Partition Size: 134217728 in bytes and 128.0 in MB


In [6]:
# Check the default parallelism available
print(f"Parallelism : {spark.sparkContext.defaultParallelism}")

Parallelism : 8


In [18]:
# File size that we are going to import
import os
file_size = os.path.getsize('dataset/sales_combined_2.csv')
print(f"""Data File Size: 
            {file_size} in bytes 
            {int(file_size) / 1024 / 1024} in MB
            {int(file_size) / 1024 / 1024 / 1024} in GB""")

Data File Size: 
            2647733632 in bytes 
            2525.0755615234375 in MB
            2.465894103050232 in GB


In [19]:
# Lets create a simple Python decorator - {get_time} to get the execution timings
# If you dont know about Python decorators - check out : https://www.geeksforgeeks.org/decorators-in-python/
import time

def get_time(func):
    def inner_get_time() -> str:
        start_time = time.time()
        func()
        end_time = time.time()
        print("-"*80)
        return (f"Execution time: {(end_time - start_time)*1000} ms")
    print(inner_get_time())
    print("-"*80)

In [20]:
# Lets read the file and write in noop format for Performance Benchmarking
@get_time
def x():
    df = spark.read.format("csv").option("header", True).load("dataset/sales_combined_2.csv")
    print(f"Number of Partition -> {df.rdd.getNumPartitions()}")
    df.write.format("noop").mode("overwrite").save()

Number of Partition -> 20
--------------------------------------------------------------------------------
Execution time: 11532.451629638672 ms
--------------------------------------------------------------------------------


In [45]:
# Change the default partition size to 3 times to decrease the number of partitions
spark.conf.set("spark.sql.files.maxPartitionBytes", str(128 * 3 * 1024 * 1024)+"b")

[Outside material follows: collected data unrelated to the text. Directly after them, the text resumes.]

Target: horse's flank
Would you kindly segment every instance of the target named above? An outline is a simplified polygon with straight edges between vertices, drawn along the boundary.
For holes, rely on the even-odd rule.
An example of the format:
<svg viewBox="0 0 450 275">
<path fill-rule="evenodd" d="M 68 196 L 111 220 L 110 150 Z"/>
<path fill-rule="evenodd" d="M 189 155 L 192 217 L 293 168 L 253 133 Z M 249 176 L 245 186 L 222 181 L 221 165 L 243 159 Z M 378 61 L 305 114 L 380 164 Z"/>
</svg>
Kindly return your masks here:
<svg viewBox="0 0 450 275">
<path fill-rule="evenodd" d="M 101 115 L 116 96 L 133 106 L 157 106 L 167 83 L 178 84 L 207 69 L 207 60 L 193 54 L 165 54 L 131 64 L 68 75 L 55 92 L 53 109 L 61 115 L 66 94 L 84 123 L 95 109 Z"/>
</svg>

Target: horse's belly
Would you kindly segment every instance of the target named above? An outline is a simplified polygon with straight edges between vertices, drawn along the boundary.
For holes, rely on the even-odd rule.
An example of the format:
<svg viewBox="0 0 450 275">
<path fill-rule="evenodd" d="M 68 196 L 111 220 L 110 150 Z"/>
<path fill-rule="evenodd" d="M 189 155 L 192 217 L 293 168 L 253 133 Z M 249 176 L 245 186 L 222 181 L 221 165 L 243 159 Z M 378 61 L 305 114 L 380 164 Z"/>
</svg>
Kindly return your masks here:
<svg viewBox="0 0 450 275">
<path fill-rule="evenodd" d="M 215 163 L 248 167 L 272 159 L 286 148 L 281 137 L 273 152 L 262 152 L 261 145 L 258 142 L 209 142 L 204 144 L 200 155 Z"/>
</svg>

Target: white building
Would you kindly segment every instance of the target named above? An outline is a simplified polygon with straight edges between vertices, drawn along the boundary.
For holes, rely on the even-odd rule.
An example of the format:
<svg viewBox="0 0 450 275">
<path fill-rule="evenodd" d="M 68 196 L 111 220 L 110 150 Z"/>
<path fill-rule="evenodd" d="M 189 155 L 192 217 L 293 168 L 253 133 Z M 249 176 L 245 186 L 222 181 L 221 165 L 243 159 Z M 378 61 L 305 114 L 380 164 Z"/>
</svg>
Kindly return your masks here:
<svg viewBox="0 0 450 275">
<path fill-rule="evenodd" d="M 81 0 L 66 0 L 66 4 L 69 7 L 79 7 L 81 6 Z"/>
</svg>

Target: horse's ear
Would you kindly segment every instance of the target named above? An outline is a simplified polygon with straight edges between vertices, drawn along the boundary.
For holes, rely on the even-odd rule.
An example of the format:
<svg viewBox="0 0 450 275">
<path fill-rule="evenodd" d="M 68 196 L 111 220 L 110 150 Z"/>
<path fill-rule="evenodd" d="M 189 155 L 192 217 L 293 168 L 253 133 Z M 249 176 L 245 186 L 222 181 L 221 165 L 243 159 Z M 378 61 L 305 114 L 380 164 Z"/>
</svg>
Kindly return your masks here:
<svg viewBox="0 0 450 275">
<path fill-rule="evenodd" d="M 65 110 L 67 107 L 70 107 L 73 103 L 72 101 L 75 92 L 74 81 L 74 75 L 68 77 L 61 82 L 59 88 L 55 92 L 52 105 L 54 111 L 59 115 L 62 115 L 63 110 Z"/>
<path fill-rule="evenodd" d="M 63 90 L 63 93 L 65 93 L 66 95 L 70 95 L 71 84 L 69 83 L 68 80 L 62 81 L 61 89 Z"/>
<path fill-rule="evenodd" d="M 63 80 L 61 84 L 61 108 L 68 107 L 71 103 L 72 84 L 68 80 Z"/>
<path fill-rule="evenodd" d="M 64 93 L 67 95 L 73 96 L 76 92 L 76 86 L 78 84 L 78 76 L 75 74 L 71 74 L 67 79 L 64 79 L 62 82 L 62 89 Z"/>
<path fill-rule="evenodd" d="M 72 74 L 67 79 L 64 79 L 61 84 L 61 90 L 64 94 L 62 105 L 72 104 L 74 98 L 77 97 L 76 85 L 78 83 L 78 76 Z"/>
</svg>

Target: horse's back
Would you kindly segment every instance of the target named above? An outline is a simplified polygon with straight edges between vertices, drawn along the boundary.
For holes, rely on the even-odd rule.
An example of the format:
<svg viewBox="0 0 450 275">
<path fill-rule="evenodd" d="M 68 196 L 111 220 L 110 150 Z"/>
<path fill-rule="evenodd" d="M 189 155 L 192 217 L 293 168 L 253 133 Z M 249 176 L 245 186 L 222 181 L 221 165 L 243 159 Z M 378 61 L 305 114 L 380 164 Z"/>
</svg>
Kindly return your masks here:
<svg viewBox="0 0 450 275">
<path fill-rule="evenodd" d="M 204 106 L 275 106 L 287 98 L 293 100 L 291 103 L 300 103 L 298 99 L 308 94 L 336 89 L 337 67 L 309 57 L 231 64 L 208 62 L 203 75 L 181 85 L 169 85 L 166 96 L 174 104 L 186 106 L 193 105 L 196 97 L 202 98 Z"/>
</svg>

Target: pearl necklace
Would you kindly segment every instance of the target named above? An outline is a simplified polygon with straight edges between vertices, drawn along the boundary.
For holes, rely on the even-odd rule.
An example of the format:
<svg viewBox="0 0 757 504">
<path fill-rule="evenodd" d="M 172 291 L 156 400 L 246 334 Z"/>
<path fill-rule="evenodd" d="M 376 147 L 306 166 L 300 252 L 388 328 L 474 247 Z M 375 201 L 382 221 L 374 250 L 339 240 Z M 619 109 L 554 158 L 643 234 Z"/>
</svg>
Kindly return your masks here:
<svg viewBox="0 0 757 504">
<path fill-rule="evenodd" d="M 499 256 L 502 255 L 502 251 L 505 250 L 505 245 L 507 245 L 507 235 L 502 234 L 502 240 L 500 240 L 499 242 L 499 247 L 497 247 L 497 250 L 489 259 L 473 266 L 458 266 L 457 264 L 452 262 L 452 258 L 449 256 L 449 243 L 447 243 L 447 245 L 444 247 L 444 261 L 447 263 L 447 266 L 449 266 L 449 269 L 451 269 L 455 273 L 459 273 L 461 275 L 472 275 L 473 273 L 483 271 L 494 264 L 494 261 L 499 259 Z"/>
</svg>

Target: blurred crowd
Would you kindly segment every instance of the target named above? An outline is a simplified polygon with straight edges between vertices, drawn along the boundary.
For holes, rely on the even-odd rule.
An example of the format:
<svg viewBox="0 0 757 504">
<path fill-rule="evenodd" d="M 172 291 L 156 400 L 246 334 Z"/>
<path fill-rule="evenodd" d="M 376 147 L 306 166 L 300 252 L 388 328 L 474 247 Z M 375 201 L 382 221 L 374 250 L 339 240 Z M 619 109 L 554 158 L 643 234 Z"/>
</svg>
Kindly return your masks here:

# Verify the partition size
partition_size = spark.conf.get("spark.sql.files.maxPartitionBytes").replace("b","")
print(f"Partition Size: {partition_size} in bytes and {int(partition_size) / 1024 / 1024} in MB")

Partition Size: 402653184 in bytes and 384.0 in MB


In [46]:
# Lets read the file again with new partition size and write in noop format for Performance Benchmarking
@get_time
def x():
    df = spark.read.format("csv").option("header", True).load("dataset/sales_combined_2.csv")
    print(f"Number of Partition -> {df.rdd.getNumPartitions()}")
    df.write.format("noop").mode("overwrite").save()

Number of Partition -> 8
--------------------------------------------------------------------------------
Execution time: 9590.608835220337 ms
--------------------------------------------------------------------------------


In [47]:
# Change the default partition size to 160 MB to decrease the number of partitions
spark.conf.set("spark.sql.files.maxPartitionBytes", str(160 * 1024 * 1024)+"b")

# Verify the partition size
partition_size = spark.conf.get("spark.sql.files.maxPartitionBytes").replace("b","")
print(f"Partition Size: {partition_size} in bytes and {int(partition_size) / 1024 / 1024} in MB")

Partition Size: 167772160 in bytes and 160.0 in MB


In [48]:
# Lets read the file again with new partition size and write in noop format for Performance Benchmarking
@get_time
def x():
    df = spark.read.format("csv").option("header", True).load("dataset/sales_combined_2.csv")
    print(f"Number of Partition -> {df.rdd.getNumPartitions()}")
    df.write.format("noop").mode("overwrite").save()

Number of Partition -> 16
--------------------------------------------------------------------------------
Execution time: 7111.926555633545 ms
--------------------------------------------------------------------------------


In [49]:
spark.stop()